LaMichael James is what's referred to as a sexy pick, because we've seen what he can do at his best. I don't know what he would have done, production-wise, in a more "conventional" offense and I don't know what another back would've done in his place. Ultimately, those are wasted thoughts because we'll never know. What we do know is what James did and if even 80% of that carries over to the NFL, then the 49ers have a legacy back to take over when Frank Gore moves on.
Round Four, 117th Pick: Joe Looney, OL, Wake Forest -- Looney was the guy the Niners took after trading back three times. Similar to Seattle's approach, San Francisco was confident they could get their guy later on and were willing to accumulate more picks to move back to a spot they were comfortable he'd last 'til.
Looney may be the only one of their picks with a chance to start right out of the gate, as guard Adam Snyder joined the Arizona Cardinals via free agency. Looney's strength lies in his ability to get out of his stance and pull in front of stretch runs and sweeps, an integral part of San Fran's game. Looney has admitted that he loves to pull and get to the second level, and if he's capable of doing that at the pro level, the 49ers may have stole an interior lineman to build around.
Round Five, 156th Pick: Darius Fleming, OLB, Notre Dame -- Fleming entered the draft as a man without a clearly defined position. Fleming isn't terribly quick, but he's good enough off the line to have been productive as an end in Notre Dame's hybrid defense despite his relatively slight stature.
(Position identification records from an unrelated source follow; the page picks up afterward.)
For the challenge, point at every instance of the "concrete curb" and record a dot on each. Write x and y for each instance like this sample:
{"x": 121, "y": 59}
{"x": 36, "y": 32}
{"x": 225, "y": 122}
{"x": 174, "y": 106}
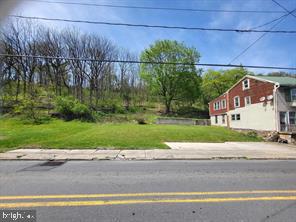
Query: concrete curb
{"x": 128, "y": 155}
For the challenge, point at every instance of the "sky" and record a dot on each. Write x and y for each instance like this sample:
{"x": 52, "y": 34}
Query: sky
{"x": 214, "y": 47}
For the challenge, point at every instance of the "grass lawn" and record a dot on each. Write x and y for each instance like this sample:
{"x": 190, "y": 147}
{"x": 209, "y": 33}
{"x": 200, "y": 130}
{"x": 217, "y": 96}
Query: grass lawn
{"x": 59, "y": 134}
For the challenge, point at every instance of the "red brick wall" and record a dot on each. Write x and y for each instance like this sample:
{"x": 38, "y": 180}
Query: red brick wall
{"x": 257, "y": 90}
{"x": 220, "y": 111}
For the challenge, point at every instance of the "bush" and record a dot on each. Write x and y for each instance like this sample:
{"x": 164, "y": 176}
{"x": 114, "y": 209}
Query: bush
{"x": 70, "y": 109}
{"x": 253, "y": 134}
{"x": 192, "y": 112}
{"x": 141, "y": 120}
{"x": 28, "y": 108}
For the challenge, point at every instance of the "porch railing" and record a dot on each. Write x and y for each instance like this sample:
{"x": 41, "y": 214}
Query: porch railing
{"x": 288, "y": 127}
Unfortunately for Fleming, the NFL isn't in exactly hitting up Craigslist for 6'2", 245 lb defensive ends and he may be too stiff to ever be a great linebacker. Still, the Niner linebacking corps is terrifyingly good as is, so like most 5th round picks, this doesn't look to be much more than depth.
Round Six, 180th Pick: Trent Robinson, S, Michigan State -- Another depth pick here, but one that fits the Harbaugh identity. Robinson made a name for himself as a tough-minded player who, though lacking elite size or field coverage, is unafraid to take on lead blockers and ballcarriers and look, when I typed in "trent robinson scouting report" it said "Did You Mean: trent richardson scouting report?"
Round Six, 199th Pick: Jason Slowey, T, Western Oregon -- More like Jason Slow-y, am I right?
Round Seven, 237th Pick: Cam Johnson, DE, Virginia -- At 268 lbs, Johnson surprised with a 10-yard split of 1.61, sensational for a defensive end. The knock on Johnson is that he's very raw and, relying heavily on his athleticism, can find himself out of position. Still, with his combination of size and burst, he has potential to be a pass-rush specialist. Harbaugh seems to have a sense for tailoring the game to the strengths of his players and it wouldn't surprise me if Johnson was somewhat of a pet project.